De Sole, former CEO of Gucci Group, puts it straight: ‘When you are a public company and you want to continue to create value for your shareholder, you have no choice. You cannot go downmarket because of the effect on margins and profitability’ (Galbraith, 2001). The recent wave of acquisitions has been enabled by the desire of many well-known family companies to give up their autonomy and by the search for synergies.
Theoretical background: how groups create value
Unlike all other sectors, groups cannot be based only on cost-reduction motives. If they were, how would they create value? A review of diversification theory highlights that the performance of multibusiness firms (MBF) is related to their capacity to generate corporate effect rather than industry or business effects (Brush, Bromiley and Hendrickx, 1999; Rumelt, 1991). The corporate effect can be defined as value creation at the corporate level, which corresponds to both the vertical relationships between the corporate centre and the businesses, and the horizontal relationships between the businesses.
Operative synergies, market power
Search for synergies is another goal of groups. Synergy is the effect that the combined return of two or more parts together is greater than the sum of the return of each part individually. Usually the study of synergies has been limited to efficiency focused synergies or hard synergies (economies of scope). Following Knoll, we integrate it into a more global scheme: operative synergies, market power synergies, financial synergies and corporate management synergies, which are respectively derived from leveraging operative, market power, financial and corporate management resources across the businesses.

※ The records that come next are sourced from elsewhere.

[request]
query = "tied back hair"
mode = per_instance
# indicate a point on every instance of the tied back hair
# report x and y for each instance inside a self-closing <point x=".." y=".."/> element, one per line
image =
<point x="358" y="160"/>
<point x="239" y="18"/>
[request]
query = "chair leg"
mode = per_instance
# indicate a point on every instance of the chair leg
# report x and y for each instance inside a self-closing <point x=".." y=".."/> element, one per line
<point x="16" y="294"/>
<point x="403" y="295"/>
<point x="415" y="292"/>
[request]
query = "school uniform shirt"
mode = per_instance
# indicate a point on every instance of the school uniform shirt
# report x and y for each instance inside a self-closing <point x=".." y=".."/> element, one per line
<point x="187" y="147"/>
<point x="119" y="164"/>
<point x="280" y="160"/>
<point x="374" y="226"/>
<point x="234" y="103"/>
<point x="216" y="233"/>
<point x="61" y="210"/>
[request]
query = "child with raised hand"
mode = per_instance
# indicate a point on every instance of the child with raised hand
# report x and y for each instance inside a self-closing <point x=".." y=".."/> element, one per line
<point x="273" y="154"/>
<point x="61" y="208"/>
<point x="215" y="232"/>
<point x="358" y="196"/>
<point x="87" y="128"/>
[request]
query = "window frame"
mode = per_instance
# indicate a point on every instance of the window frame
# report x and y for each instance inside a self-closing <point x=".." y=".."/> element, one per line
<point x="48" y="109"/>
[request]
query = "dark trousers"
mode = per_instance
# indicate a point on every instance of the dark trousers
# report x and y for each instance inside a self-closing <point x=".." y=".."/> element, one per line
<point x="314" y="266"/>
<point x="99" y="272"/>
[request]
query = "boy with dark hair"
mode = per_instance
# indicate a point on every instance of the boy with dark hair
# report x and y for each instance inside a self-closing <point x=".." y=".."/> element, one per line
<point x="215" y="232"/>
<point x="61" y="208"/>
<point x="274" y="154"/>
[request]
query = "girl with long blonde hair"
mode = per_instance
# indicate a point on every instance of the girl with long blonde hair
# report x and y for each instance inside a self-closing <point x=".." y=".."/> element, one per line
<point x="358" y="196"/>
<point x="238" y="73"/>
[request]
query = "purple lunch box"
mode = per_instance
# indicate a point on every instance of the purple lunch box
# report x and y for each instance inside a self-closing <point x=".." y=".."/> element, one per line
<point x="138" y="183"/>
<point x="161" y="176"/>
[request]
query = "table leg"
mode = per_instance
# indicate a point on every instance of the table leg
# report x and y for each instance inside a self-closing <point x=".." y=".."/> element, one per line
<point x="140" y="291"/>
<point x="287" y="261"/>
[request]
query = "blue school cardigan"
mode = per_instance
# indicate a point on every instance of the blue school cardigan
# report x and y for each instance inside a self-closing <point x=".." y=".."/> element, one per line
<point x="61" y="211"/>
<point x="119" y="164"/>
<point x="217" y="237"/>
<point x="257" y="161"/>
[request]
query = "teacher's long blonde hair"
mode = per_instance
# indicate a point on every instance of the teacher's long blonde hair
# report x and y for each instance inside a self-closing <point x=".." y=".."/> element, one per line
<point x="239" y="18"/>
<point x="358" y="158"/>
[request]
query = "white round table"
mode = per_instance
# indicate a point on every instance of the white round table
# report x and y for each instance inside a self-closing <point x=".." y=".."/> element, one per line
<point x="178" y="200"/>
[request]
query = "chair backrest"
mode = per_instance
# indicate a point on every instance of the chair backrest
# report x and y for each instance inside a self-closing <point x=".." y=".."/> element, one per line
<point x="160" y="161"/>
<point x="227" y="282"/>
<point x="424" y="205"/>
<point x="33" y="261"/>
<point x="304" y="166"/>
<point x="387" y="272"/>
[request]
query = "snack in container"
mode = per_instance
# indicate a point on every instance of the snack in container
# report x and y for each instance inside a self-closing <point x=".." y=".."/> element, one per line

A brand joining a group has to add value to the group. Reciprocally, the group has to add value to the brand. But what is the reality of this parenting advantage with which groups are said to endow their brands? As Moore and Birtwistle put it: ‘Little, if any, consideration has been given to how luxury brand conglomerates secure what Goold, Campbell and Alexander described as “parenting advantage” – those strategies, structures and processes whereby the “parent works through its businesses to create value”.
For them brand development and sharing of group resources are the main sources of parenting advantage that luxury groups can create. Is this really the case?